1. ## Equivalence relation?

Reflexive: I'd say it's reflexive since x*x would stiil belong to the rational numbers, right?
But is it enough to just write that, or do I need to do something more?

Symmetric: Again I'd say it is symmetric because multiplication is commutative.
Is that enough? xD

Transitive: No idea, I'm so bad at transitive, so any help would be appreciated, thanks!
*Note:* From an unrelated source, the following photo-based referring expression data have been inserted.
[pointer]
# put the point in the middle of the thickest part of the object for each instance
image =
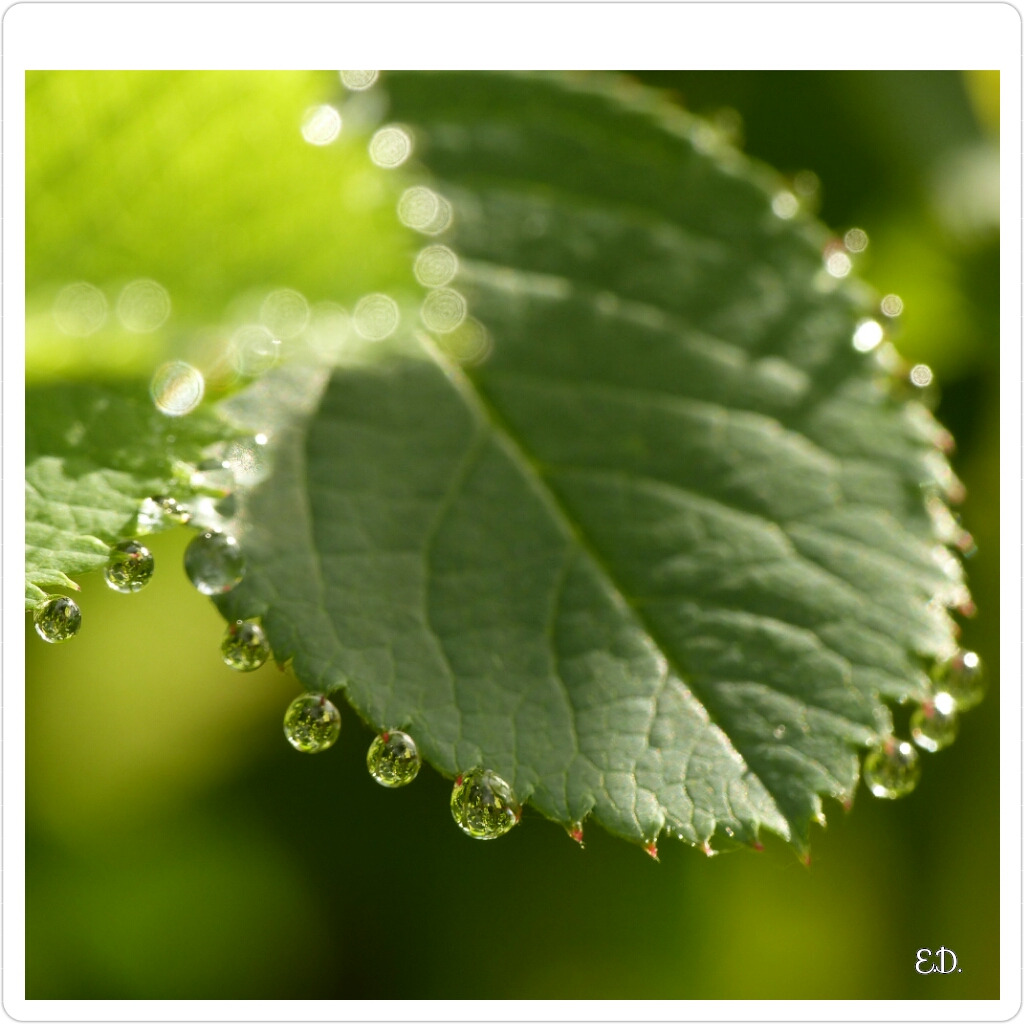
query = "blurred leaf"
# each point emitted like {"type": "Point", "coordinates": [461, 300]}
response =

2. Your idea for the reflexivity of the relation is good

$\displaystyle xTx = \{x\in\\Q$ ^ $\displaystyle {x^2}\in\\Q\}$

which is obvious if we let $\displaystyle x = a/b\rightarrow\\{x^2} = {a^2}/{b^2}$. which will be in Q

Symmetric:

$\displaystyle xTy = \{x\in\\Q$ ^ $\displaystyle {x*y}\in\\Q\}\rightarrow\{y\in\\Q$ ^ $\displaystyle {y*x}\in\\Q\} = yTx$

since multiplication in Q is communative, i.e., $\displaystyle xy = yx$.
If $\displaystyle x = a/b$ and $\displaystyle xy = c/d$, since both x and xy are rational then it follows there must be a y in Q such that $\displaystyle xy = {a/b}*{y}= c/d$. Apply the same argument but for x and you show $\displaystyle xTy = yTx$

Transitive:

if $\displaystyle xTy$ and $\displaystyle yTz$ then $\displaystyle xTz$

by $\displaystyle xTy$, we know x and xy are in Q, and by $\displaystyle yTz$ we know y and yz are in Q. So we want to know if xz is in Q. It follows if y and yz are in Q then z must be in Q, by the same argument for the Symmetric. So if x is in Q and z is in Q, then xz must be in Q.